Es que la Iglesia no es una plataforma para alcanzar posiciones de poder, para sobresalir, para conseguir el dominio sobre los demás. Es el lugar donde todos, de acuerdo con los dones recibidos de Dios, celebra su propia grandeza en el servicio sincero y dócil a los hermanos. A los ojos de Dios, el más grande es quien más se parece a Cristo, que se hizo servidor de todos.


Para que sea más claro, para que no queden dudas, hace un gesto que llama la atención, poniendo a un niño en el centro. Es un símbolo del ser frágil e indefenso, que necesita protección y cuidado. En tiempos de Jesús, como hoy, los niños eran amados, pero no se les daba importancia social, no contaban nada para la ley, e incluso eran considerados impuros porque transgredían los requisitos de la Ley.


Los Apóstoles, gracias a Cristo, cayeron en la cuenta de que, en la mirada de los niños, en su presencia desvalida se revela y llama a tu conciencia nada menos que Dios mismo. Por eso hay que acoger y ayudar a los más pequeños. Dios está especialmente presente en ellos, porque están abiertos a la novedad, son permeables y se dejan ayudar.


El deseo de poder se esconde en el corazón de mucha gente, incluso dentro de la Iglesia. A Jesús no le hizo falta que sus amigos le confesaran que ese deseo también estaba en sus corazones. Esos malos deseos pueden ser transformados, pero, para ello, hay que “ser como niños”.  Saberse frágiles, limitados, queridos. Identificarse con los pequeños, como hace Jesús, nos permite entender qué significa eso de servir y de ser el primero, siendo el servidor de todos.
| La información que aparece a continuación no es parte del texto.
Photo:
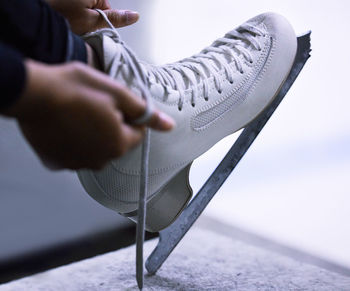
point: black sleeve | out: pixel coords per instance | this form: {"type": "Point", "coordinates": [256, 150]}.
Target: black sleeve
{"type": "Point", "coordinates": [38, 32]}
{"type": "Point", "coordinates": [12, 75]}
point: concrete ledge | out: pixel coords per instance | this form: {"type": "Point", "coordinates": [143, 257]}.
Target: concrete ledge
{"type": "Point", "coordinates": [204, 260]}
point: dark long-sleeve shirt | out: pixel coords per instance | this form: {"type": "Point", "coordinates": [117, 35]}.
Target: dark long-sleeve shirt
{"type": "Point", "coordinates": [32, 29]}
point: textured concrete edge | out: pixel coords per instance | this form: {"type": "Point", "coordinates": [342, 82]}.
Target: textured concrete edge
{"type": "Point", "coordinates": [234, 232]}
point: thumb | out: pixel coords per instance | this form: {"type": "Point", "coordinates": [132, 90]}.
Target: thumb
{"type": "Point", "coordinates": [118, 18]}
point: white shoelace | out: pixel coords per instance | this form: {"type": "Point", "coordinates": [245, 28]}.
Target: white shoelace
{"type": "Point", "coordinates": [198, 68]}
{"type": "Point", "coordinates": [141, 80]}
{"type": "Point", "coordinates": [186, 74]}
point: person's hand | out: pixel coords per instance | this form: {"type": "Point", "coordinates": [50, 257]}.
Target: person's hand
{"type": "Point", "coordinates": [83, 18]}
{"type": "Point", "coordinates": [76, 117]}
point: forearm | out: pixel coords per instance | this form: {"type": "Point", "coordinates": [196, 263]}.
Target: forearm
{"type": "Point", "coordinates": [39, 32]}
{"type": "Point", "coordinates": [12, 76]}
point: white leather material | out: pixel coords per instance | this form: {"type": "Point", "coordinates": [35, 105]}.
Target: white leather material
{"type": "Point", "coordinates": [197, 128]}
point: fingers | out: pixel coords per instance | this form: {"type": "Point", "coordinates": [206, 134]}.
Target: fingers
{"type": "Point", "coordinates": [126, 101]}
{"type": "Point", "coordinates": [119, 18]}
{"type": "Point", "coordinates": [134, 107]}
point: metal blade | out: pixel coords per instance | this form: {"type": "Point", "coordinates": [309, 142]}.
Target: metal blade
{"type": "Point", "coordinates": [171, 236]}
{"type": "Point", "coordinates": [140, 228]}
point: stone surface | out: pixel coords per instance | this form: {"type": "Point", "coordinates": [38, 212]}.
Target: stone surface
{"type": "Point", "coordinates": [204, 260]}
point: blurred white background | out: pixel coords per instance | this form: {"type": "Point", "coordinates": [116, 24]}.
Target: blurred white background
{"type": "Point", "coordinates": [293, 186]}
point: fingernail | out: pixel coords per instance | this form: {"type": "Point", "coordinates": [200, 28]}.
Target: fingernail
{"type": "Point", "coordinates": [166, 122]}
{"type": "Point", "coordinates": [131, 16]}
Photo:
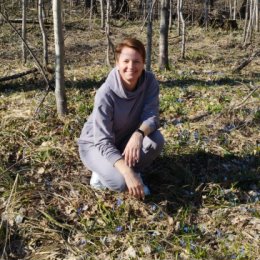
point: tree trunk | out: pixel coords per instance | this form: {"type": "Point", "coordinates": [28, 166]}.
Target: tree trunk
{"type": "Point", "coordinates": [206, 13]}
{"type": "Point", "coordinates": [257, 16]}
{"type": "Point", "coordinates": [44, 36]}
{"type": "Point", "coordinates": [170, 15]}
{"type": "Point", "coordinates": [90, 14]}
{"type": "Point", "coordinates": [183, 33]}
{"type": "Point", "coordinates": [164, 30]}
{"type": "Point", "coordinates": [235, 10]}
{"type": "Point", "coordinates": [24, 53]}
{"type": "Point", "coordinates": [108, 32]}
{"type": "Point", "coordinates": [178, 18]}
{"type": "Point", "coordinates": [149, 34]}
{"type": "Point", "coordinates": [60, 94]}
{"type": "Point", "coordinates": [102, 17]}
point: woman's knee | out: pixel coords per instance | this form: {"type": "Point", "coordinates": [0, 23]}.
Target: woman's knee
{"type": "Point", "coordinates": [157, 140]}
{"type": "Point", "coordinates": [115, 182]}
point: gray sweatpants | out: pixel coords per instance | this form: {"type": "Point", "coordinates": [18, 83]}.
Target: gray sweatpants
{"type": "Point", "coordinates": [108, 174]}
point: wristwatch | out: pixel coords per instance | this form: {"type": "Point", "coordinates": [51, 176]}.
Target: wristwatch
{"type": "Point", "coordinates": [140, 131]}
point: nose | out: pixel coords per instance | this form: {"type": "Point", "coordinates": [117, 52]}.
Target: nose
{"type": "Point", "coordinates": [131, 64]}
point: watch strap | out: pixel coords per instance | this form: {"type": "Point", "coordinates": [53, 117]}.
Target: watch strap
{"type": "Point", "coordinates": [140, 131]}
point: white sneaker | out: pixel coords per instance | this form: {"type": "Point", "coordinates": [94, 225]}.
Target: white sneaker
{"type": "Point", "coordinates": [146, 189]}
{"type": "Point", "coordinates": [95, 182]}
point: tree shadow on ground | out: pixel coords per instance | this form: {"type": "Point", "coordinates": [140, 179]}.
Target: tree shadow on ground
{"type": "Point", "coordinates": [37, 83]}
{"type": "Point", "coordinates": [179, 181]}
{"type": "Point", "coordinates": [230, 81]}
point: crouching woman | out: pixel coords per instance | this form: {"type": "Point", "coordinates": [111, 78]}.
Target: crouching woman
{"type": "Point", "coordinates": [121, 136]}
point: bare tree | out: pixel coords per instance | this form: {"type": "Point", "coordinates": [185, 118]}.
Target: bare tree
{"type": "Point", "coordinates": [206, 13]}
{"type": "Point", "coordinates": [178, 18]}
{"type": "Point", "coordinates": [235, 10]}
{"type": "Point", "coordinates": [24, 17]}
{"type": "Point", "coordinates": [43, 31]}
{"type": "Point", "coordinates": [257, 16]}
{"type": "Point", "coordinates": [107, 29]}
{"type": "Point", "coordinates": [102, 17]}
{"type": "Point", "coordinates": [164, 30]}
{"type": "Point", "coordinates": [149, 35]}
{"type": "Point", "coordinates": [183, 32]}
{"type": "Point", "coordinates": [90, 14]}
{"type": "Point", "coordinates": [250, 21]}
{"type": "Point", "coordinates": [60, 95]}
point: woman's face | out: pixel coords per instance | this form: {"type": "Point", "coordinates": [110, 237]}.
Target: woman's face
{"type": "Point", "coordinates": [130, 65]}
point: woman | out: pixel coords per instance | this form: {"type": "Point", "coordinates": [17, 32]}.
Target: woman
{"type": "Point", "coordinates": [120, 138]}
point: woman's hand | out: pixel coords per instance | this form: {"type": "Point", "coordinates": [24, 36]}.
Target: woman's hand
{"type": "Point", "coordinates": [132, 150]}
{"type": "Point", "coordinates": [133, 181]}
{"type": "Point", "coordinates": [134, 185]}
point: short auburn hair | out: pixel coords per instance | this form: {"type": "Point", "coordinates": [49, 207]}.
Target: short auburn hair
{"type": "Point", "coordinates": [130, 43]}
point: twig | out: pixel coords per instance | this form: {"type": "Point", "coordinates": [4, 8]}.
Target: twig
{"type": "Point", "coordinates": [16, 76]}
{"type": "Point", "coordinates": [149, 13]}
{"type": "Point", "coordinates": [248, 96]}
{"type": "Point", "coordinates": [6, 209]}
{"type": "Point", "coordinates": [246, 62]}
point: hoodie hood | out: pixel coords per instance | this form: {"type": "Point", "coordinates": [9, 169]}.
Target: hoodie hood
{"type": "Point", "coordinates": [115, 85]}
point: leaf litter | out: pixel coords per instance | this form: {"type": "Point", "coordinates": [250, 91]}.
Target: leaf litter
{"type": "Point", "coordinates": [205, 185]}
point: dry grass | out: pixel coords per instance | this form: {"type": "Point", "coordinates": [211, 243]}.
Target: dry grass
{"type": "Point", "coordinates": [206, 190]}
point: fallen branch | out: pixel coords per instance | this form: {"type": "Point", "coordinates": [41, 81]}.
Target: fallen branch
{"type": "Point", "coordinates": [247, 97]}
{"type": "Point", "coordinates": [49, 86]}
{"type": "Point", "coordinates": [246, 62]}
{"type": "Point", "coordinates": [19, 75]}
{"type": "Point", "coordinates": [199, 116]}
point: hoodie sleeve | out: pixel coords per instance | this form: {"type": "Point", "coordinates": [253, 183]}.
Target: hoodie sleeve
{"type": "Point", "coordinates": [104, 138]}
{"type": "Point", "coordinates": [150, 114]}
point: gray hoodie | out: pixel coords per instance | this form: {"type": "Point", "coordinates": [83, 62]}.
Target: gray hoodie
{"type": "Point", "coordinates": [118, 113]}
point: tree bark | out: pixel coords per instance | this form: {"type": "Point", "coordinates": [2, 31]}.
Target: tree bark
{"type": "Point", "coordinates": [102, 17]}
{"type": "Point", "coordinates": [108, 32]}
{"type": "Point", "coordinates": [178, 18]}
{"type": "Point", "coordinates": [149, 35]}
{"type": "Point", "coordinates": [183, 35]}
{"type": "Point", "coordinates": [24, 53]}
{"type": "Point", "coordinates": [43, 31]}
{"type": "Point", "coordinates": [257, 16]}
{"type": "Point", "coordinates": [164, 30]}
{"type": "Point", "coordinates": [60, 95]}
{"type": "Point", "coordinates": [206, 13]}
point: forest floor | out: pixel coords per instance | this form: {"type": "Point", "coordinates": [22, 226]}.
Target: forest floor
{"type": "Point", "coordinates": [205, 185]}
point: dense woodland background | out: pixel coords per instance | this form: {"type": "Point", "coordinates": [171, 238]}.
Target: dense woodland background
{"type": "Point", "coordinates": [54, 55]}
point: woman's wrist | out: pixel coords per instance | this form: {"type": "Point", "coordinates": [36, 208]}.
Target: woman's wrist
{"type": "Point", "coordinates": [140, 132]}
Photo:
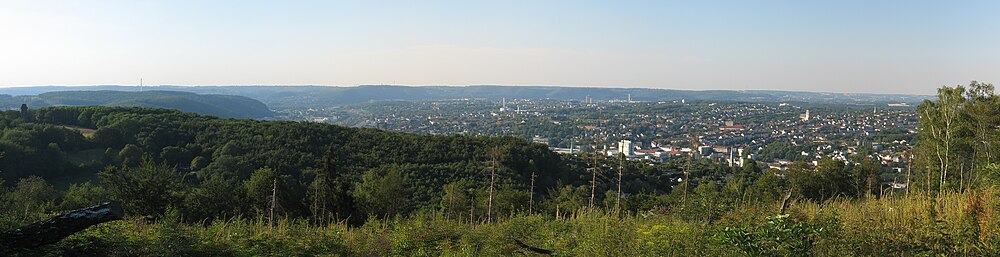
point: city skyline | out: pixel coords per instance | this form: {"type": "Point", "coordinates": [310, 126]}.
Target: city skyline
{"type": "Point", "coordinates": [905, 47]}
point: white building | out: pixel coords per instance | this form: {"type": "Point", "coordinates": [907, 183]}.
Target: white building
{"type": "Point", "coordinates": [626, 147]}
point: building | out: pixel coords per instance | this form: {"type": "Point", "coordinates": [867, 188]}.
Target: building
{"type": "Point", "coordinates": [626, 147]}
{"type": "Point", "coordinates": [541, 140]}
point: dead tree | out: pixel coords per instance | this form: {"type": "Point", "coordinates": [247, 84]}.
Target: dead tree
{"type": "Point", "coordinates": [621, 169]}
{"type": "Point", "coordinates": [55, 229]}
{"type": "Point", "coordinates": [687, 172]}
{"type": "Point", "coordinates": [494, 155]}
{"type": "Point", "coordinates": [593, 172]}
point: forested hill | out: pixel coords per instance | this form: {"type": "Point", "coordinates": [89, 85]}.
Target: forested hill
{"type": "Point", "coordinates": [225, 154]}
{"type": "Point", "coordinates": [326, 96]}
{"type": "Point", "coordinates": [225, 106]}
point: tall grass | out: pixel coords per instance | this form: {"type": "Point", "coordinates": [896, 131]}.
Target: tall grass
{"type": "Point", "coordinates": [915, 225]}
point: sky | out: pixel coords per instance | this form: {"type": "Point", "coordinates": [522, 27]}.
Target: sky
{"type": "Point", "coordinates": [910, 47]}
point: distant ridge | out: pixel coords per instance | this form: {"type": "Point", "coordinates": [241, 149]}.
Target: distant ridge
{"type": "Point", "coordinates": [224, 106]}
{"type": "Point", "coordinates": [328, 96]}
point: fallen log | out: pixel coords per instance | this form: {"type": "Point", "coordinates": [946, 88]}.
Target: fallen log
{"type": "Point", "coordinates": [531, 248]}
{"type": "Point", "coordinates": [59, 227]}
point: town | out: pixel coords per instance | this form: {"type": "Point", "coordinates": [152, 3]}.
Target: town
{"type": "Point", "coordinates": [771, 134]}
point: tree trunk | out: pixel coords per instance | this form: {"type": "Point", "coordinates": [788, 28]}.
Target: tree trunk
{"type": "Point", "coordinates": [55, 229]}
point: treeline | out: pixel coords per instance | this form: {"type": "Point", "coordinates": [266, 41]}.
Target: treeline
{"type": "Point", "coordinates": [958, 139]}
{"type": "Point", "coordinates": [206, 168]}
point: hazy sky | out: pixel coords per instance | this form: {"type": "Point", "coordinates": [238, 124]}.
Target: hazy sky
{"type": "Point", "coordinates": [839, 46]}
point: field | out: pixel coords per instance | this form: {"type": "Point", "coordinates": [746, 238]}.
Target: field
{"type": "Point", "coordinates": [918, 225]}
Ojalá sea eso lo que anhelemos. “No tenéis, porque no pedís. Pedís y no recibís, porque pedís mal, para dar satisfacción a vuestras pasiones”, dice la segunda lectura. Ojalá sepamos pedir lo que nos conviene. Ojalá seamos capaces de amar el último lugar, como el que ocupó Cristo. Que queramos siempre servir a los demás. Si queremos ser discípulos de Jesús no hemos de olvidar esto en nuestra vida concreta. A lo mejor hay algo que puedas hacer por los demás, en casa, en la parroquia, en el barrio, en el trabajo. Busca. Ponte a ello. Merece la pena. Por amor a Cristo.